Afghanistan Elections Marred By Peace
From Indian news site, NDTV: Boycott call dropped in Afghanistan
So it wasn’t bomb threats by the Taliban, but allegations of mass irregularities that threatened to derail the three-year march towards democracy.
Uh, moving your worries from “bomb threats” to “mass irregularities” is marching towards democracy. Is it really that unreasonable to expect the first democratic elections in Afghanistan to be portrayed as primarily a positive development? This is a country whose history for my life has entirely consisted of bloody coups, mass arrests, tortures, mass killings, Soviet invasions, secret police, human rights violations, puppet governments, civil war with 40,000 dead, guerilla warfare, the establishment of an Islamic state by a fundamentalist militia, the capital being reduced to rubble, oppression of women, more human rights violations, mass graves, thousands of civilians massacred, more torture and murder of civilians, destruction of historical statues and sites, and, oh, don’t forget UN sanctions.
Look, keep your goddamn bias — Latham and Kerry are fine chaps, vote for them, and support them all you like — but if you’re going to do a story entitled, say, Counting begins in Afghan election, how about showing a little courtesy by spending more than a sentence on the counting, and not just using at as an excuse to promote the posturing of the also-ran candidates?

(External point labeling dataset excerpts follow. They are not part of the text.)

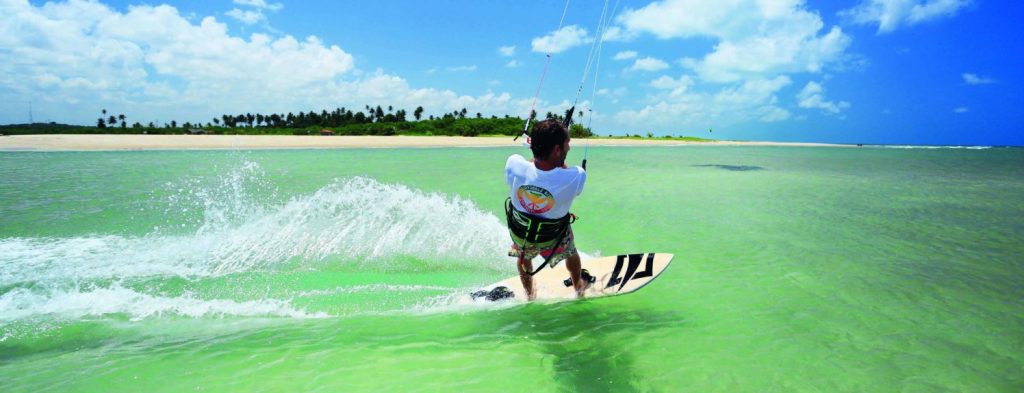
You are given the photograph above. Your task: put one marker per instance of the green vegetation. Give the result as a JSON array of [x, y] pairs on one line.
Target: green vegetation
[[372, 121]]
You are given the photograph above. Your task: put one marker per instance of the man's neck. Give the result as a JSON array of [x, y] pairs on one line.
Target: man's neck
[[545, 165]]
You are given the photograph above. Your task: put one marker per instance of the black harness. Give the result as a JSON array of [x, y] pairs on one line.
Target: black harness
[[537, 229]]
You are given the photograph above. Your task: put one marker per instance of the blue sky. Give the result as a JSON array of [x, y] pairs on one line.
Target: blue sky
[[920, 72]]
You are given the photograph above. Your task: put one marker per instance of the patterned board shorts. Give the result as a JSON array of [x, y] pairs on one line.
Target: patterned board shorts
[[561, 252]]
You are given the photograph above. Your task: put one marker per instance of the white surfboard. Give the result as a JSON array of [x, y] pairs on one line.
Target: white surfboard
[[613, 275]]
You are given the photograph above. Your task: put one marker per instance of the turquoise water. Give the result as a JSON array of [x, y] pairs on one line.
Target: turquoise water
[[796, 269]]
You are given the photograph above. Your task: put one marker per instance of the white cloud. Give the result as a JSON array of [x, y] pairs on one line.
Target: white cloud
[[462, 69], [261, 4], [891, 14], [974, 79], [756, 38], [152, 62], [248, 17], [560, 40], [649, 63], [812, 96], [625, 55], [676, 86]]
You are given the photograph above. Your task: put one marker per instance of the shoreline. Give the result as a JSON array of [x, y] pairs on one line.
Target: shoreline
[[73, 142]]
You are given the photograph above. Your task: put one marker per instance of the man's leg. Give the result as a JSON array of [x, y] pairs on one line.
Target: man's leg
[[525, 266], [574, 266]]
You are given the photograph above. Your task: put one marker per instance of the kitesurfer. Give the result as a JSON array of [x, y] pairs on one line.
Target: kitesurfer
[[541, 192]]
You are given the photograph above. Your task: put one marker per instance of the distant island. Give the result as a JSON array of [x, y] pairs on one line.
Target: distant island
[[374, 121]]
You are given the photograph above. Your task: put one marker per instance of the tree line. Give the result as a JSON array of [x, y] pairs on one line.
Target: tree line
[[341, 121]]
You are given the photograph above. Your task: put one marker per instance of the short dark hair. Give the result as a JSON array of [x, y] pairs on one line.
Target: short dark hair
[[545, 136]]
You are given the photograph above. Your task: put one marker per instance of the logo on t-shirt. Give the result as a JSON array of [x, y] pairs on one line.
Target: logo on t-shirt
[[535, 200]]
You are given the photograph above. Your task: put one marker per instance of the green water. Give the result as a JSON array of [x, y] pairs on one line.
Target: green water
[[796, 269]]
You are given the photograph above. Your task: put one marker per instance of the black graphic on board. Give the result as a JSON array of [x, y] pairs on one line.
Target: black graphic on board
[[631, 270]]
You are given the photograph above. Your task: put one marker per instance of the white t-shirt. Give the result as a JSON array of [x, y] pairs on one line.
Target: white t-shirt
[[545, 193]]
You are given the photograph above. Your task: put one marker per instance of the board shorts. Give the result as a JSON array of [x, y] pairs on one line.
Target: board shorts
[[558, 253]]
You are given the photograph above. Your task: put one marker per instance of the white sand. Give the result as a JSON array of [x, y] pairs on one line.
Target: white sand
[[135, 142]]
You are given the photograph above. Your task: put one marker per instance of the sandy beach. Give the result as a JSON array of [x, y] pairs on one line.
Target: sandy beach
[[144, 142]]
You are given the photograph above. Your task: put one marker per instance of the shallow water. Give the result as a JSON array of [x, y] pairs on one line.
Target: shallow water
[[797, 268]]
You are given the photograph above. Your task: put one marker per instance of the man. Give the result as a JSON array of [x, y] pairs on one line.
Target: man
[[542, 191]]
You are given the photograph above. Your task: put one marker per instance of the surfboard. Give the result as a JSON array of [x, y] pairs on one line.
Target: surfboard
[[617, 274]]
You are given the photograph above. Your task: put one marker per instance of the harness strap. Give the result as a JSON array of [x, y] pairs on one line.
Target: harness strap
[[514, 217]]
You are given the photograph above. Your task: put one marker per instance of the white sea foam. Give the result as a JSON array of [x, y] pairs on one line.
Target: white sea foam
[[242, 229], [353, 220]]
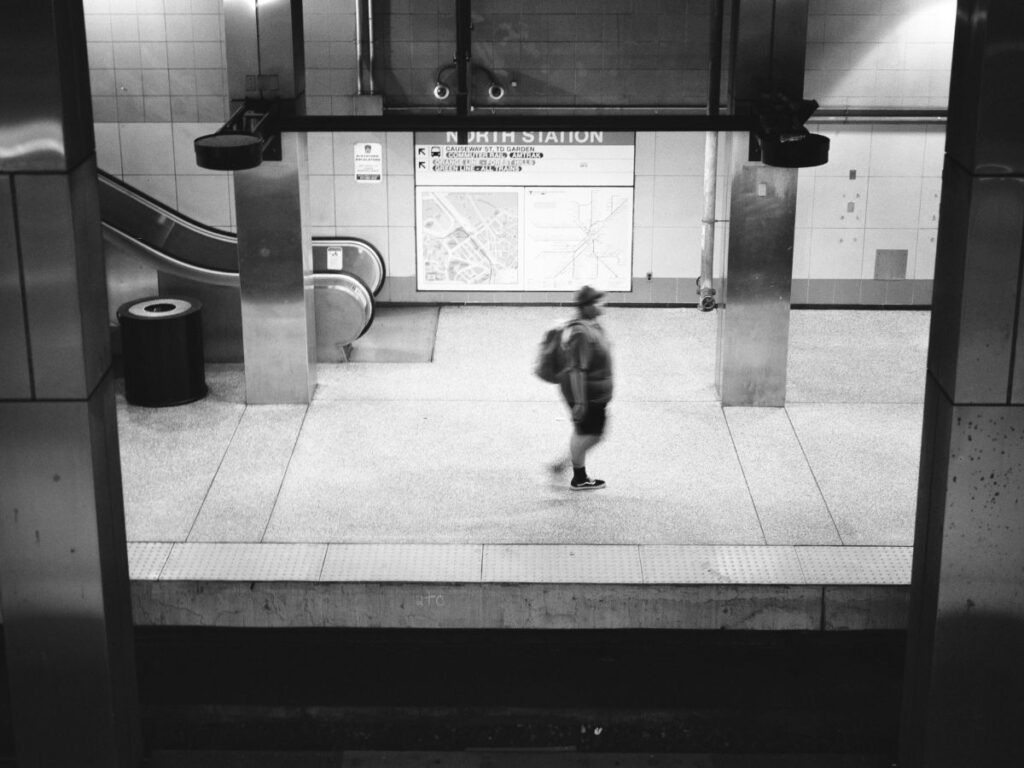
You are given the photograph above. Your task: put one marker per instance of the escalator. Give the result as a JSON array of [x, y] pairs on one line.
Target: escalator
[[153, 249]]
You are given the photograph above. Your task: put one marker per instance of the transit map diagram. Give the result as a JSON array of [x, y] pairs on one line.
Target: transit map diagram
[[532, 239]]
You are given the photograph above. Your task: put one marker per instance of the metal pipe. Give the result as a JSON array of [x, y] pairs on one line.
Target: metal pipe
[[358, 46], [463, 20], [370, 35], [706, 290]]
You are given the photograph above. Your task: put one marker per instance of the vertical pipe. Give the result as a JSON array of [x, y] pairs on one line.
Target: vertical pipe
[[463, 19], [705, 284], [358, 46], [370, 43]]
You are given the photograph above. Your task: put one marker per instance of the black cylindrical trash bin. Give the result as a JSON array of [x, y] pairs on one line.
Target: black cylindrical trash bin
[[162, 348]]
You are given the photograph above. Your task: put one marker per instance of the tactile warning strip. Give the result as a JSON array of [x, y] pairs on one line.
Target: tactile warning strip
[[244, 562], [402, 562], [145, 559], [720, 564], [862, 565], [521, 563], [561, 564]]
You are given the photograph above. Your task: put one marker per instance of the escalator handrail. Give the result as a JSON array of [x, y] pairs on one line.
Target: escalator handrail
[[178, 268], [210, 231], [164, 210]]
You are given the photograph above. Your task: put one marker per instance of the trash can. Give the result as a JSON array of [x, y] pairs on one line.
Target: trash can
[[162, 349]]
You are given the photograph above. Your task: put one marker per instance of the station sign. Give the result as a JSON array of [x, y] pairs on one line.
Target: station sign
[[525, 158]]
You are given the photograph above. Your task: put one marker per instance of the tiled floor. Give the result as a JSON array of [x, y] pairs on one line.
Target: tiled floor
[[454, 451]]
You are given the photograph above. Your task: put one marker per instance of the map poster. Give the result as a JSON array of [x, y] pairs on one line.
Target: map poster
[[577, 236], [469, 239], [524, 210]]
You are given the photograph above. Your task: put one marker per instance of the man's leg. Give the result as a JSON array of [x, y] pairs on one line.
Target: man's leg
[[579, 445]]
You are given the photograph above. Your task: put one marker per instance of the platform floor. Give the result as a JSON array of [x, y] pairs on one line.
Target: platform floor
[[435, 467]]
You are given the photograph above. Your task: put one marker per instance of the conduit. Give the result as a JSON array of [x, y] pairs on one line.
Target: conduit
[[706, 291], [358, 47]]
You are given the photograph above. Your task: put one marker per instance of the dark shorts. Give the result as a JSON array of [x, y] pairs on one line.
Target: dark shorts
[[593, 420]]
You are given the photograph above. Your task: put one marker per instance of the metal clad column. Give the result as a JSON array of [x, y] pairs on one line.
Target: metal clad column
[[965, 671], [265, 60], [754, 324], [274, 275], [64, 563]]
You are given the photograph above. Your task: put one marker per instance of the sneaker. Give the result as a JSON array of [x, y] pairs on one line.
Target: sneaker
[[589, 484]]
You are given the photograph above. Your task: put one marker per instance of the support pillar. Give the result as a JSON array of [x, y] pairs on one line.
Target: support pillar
[[64, 563], [769, 41], [965, 671], [264, 47]]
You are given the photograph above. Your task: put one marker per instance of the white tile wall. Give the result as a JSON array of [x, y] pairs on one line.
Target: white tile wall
[[893, 202], [897, 151], [931, 197], [801, 252], [836, 254], [322, 206], [643, 243], [162, 187], [162, 61], [889, 240], [146, 148], [321, 154], [399, 250], [834, 199], [108, 136], [679, 154], [925, 267], [878, 53]]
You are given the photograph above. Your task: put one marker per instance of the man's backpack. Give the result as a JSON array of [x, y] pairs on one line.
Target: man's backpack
[[551, 358]]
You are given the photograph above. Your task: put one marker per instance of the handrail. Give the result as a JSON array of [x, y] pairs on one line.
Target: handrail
[[157, 258], [165, 262]]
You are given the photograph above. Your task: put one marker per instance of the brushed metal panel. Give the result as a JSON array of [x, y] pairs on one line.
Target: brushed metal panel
[[281, 46], [983, 132], [771, 42], [65, 584], [15, 379], [790, 46], [241, 46], [44, 87], [754, 326], [976, 299], [950, 257], [973, 704], [995, 233], [274, 270], [1017, 385], [65, 281]]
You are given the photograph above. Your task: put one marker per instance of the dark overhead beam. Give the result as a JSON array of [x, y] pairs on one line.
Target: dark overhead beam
[[397, 123]]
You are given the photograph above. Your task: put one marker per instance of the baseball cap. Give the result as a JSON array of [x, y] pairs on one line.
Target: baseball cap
[[588, 295]]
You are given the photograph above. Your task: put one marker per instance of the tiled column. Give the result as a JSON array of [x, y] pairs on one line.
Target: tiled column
[[964, 699], [64, 564]]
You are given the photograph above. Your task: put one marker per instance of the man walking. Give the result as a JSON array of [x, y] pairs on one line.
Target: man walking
[[587, 384]]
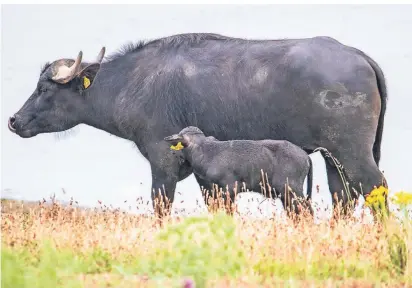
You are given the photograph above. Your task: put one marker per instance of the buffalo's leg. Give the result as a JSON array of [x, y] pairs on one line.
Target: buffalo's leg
[[206, 189], [163, 191], [165, 166], [292, 198]]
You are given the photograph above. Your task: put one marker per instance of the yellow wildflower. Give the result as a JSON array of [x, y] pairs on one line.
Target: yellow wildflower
[[402, 198], [376, 197]]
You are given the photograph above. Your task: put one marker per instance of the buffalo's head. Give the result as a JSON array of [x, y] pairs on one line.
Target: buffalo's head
[[58, 102]]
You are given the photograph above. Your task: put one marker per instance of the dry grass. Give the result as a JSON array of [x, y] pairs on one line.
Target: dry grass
[[56, 245]]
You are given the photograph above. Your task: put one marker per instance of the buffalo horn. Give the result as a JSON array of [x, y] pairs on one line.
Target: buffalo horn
[[65, 74]]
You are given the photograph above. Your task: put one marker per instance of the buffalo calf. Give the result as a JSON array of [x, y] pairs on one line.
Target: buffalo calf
[[227, 163]]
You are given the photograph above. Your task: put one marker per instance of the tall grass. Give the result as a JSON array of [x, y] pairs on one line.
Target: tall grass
[[51, 245]]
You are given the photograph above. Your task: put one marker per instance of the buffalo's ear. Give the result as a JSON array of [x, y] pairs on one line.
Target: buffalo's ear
[[88, 74]]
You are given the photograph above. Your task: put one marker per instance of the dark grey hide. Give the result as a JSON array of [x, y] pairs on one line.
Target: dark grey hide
[[273, 164], [313, 92]]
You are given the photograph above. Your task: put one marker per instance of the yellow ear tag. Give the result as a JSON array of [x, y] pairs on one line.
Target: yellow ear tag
[[86, 82], [178, 147]]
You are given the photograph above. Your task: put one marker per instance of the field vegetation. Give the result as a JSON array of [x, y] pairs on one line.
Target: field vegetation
[[48, 244]]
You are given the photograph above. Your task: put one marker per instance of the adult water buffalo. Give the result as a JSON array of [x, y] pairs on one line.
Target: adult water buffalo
[[313, 92]]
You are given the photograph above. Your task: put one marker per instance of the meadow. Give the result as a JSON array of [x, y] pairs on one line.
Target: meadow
[[48, 244]]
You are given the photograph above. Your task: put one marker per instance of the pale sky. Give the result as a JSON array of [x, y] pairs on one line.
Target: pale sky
[[91, 165]]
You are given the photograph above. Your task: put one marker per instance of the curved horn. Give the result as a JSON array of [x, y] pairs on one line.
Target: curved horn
[[65, 74], [101, 55]]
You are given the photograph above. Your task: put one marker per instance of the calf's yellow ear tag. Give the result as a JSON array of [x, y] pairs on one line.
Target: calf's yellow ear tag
[[86, 82], [178, 147]]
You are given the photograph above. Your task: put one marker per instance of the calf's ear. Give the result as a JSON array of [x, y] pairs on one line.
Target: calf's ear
[[88, 74]]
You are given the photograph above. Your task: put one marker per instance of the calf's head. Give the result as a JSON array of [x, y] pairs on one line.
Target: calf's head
[[184, 138], [58, 102]]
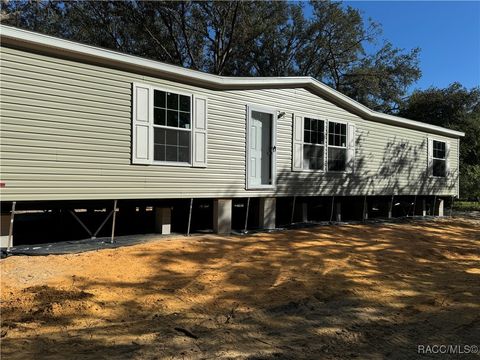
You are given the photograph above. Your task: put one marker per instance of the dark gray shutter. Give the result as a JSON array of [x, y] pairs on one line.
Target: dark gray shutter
[[297, 143], [142, 124], [200, 132]]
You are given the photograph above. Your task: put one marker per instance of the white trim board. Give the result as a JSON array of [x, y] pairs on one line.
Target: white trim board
[[18, 37]]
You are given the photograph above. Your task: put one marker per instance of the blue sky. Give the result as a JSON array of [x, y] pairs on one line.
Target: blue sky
[[448, 33]]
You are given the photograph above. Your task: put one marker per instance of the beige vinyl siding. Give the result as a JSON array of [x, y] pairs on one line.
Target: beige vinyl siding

At least FOX News has a story on the construction in Afghanistan without trying to make the improvements seem like a bad thing. On the other hand, their story on the elections themselves takes the same negative line as everywhere else, Associated Press reprint that it is. And what an utterly ridiculous way to conclude: Islamic poet Abdul Latif Padran, another minor candidate, said: “Today was a very black day. Today was the occupation of Afghanistan by America through elections.”
The Professor summarises the good news.
UPDATE 2004/10/12:
Gag. Via Tech Central Station:
KABUL – It was a regrettably typical comment from an American reporter in this part of the world. “At least it’s news,” he said of the Afghan election scuffle over the weekend. “Otherwise, this is just a success story.”